People with obstructive sleep apnea (OSA) can significantly reduce their risk of cardiovascular disease by using continuous positive airway pressure (CPAP) machines, according to new research presented at the European Respiratory Society International Congress. The study found that patients who consistently used CPAP machines had a 40% lower risk of death, a 36% lower risk of dying from cardiovascular disease, and an 18% lower risk of hospitalization due to cardiovascular disease.
Individuals with OSA experience symptoms such as loud snoring, frequent waking during the night, and interruptions in breathing. These interruptions can lead to reduced oxygen levels in the blood, fatigue, and an increased risk of health issues including high blood pressure, stroke, heart disease, and type 2 diabetes. CPAP machines work by delivering a continuous stream of air through a mask, preventing the user’s airways from closing and improving the quality of sleep.
The study, conducted by Dr. Jordi de Batlle and his colleagues from Institut de Recerca Biomèdica de Lleida (IRBLleida) in Spain, examined 3,638 OSA patients who had stopped using CPAP machines and compared them to an equal number of patients who continued using CPAP. The results showed a clear link between CPAP usage and a reduced risk of death and cardiovascular disease. Dr. de Batlle emphasizes the importance of encouraging OSA patients to continue using CPAP machines, as they not only improve sleep quality but also prevent cardiovascular problems.
In addition to reducing the risk of cardiovascular disease, a separate pilot study presented at the same congress suggests that CPAP may outperform a weight loss drug in reducing the accumulation of plaque in the arteries surrounding the heart. The study, led by Dr. Cliona O’Donnell and her team from St. Vincent’s University Hospital and University College Dublin in Ireland, involved 30 OSA patients who underwent a CT coronary angiogram to assess the condition of their heart’s blood vessels. The patients were randomly assigned to receive either CPAP treatment, weight loss injections with the drug liraglutide, or a combination of both.
The results showed that patients who received CPAP treatment experienced a reduction in plaque build-up and inflammation in the aorta, the body’s primary artery. However, patients who only received weight loss injections did not exhibit these improvements. While Dr. O’Donnell notes that this study is a pilot and further research is needed, she highlights the potential benefits of CPAP treatment for early signs of cardiovascular disease.
Professor Sophia Schiza, who is not associated with the research, underscores the conflicting data surrounding the effects of CPAP on cardiovascular risk reduction. However, she highlights the growing evidence suggesting that adherence to CPAP treatment is a key factor in lowering cardiovascular disease risk. Schiza emphasizes the need for individualized treatment plans, patient engagement, education, and close follow-up to ensure long-term adherence and better outcomes for OSA patients.

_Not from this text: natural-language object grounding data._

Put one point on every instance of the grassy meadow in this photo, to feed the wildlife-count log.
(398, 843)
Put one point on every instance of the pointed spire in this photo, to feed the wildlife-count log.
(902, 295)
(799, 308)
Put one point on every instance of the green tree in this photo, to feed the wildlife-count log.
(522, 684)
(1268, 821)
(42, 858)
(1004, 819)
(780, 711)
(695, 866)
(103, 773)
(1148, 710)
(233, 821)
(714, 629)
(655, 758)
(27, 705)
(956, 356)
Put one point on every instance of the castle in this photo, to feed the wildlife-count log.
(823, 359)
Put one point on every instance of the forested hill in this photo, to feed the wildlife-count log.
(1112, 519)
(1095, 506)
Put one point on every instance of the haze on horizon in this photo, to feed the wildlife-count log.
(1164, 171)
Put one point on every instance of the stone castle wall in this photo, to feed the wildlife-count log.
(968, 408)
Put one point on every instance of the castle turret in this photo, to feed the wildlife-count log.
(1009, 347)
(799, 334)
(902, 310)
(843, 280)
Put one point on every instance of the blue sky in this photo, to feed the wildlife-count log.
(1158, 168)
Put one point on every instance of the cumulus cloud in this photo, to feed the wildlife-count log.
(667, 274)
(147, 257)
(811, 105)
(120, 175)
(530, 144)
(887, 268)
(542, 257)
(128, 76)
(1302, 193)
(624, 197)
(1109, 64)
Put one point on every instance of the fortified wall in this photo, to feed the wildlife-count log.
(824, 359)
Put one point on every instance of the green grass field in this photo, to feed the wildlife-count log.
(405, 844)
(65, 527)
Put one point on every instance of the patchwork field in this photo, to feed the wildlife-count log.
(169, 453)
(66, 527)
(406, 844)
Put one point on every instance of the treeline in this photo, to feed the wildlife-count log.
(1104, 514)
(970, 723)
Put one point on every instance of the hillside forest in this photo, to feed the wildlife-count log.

In conclusion, CPAP machines have been found to be effective in reducing the risk of cardiovascular disease in individuals with OSA. The studies presented at the European Respiratory Society International Congress provide valuable insights into the benefits of CPAP treatment in preventing cardiovascular problems and improving patient outcomes. Although more research is needed, these findings support the importance of using CPAP machines and highlight the potential advantages over other treatment options.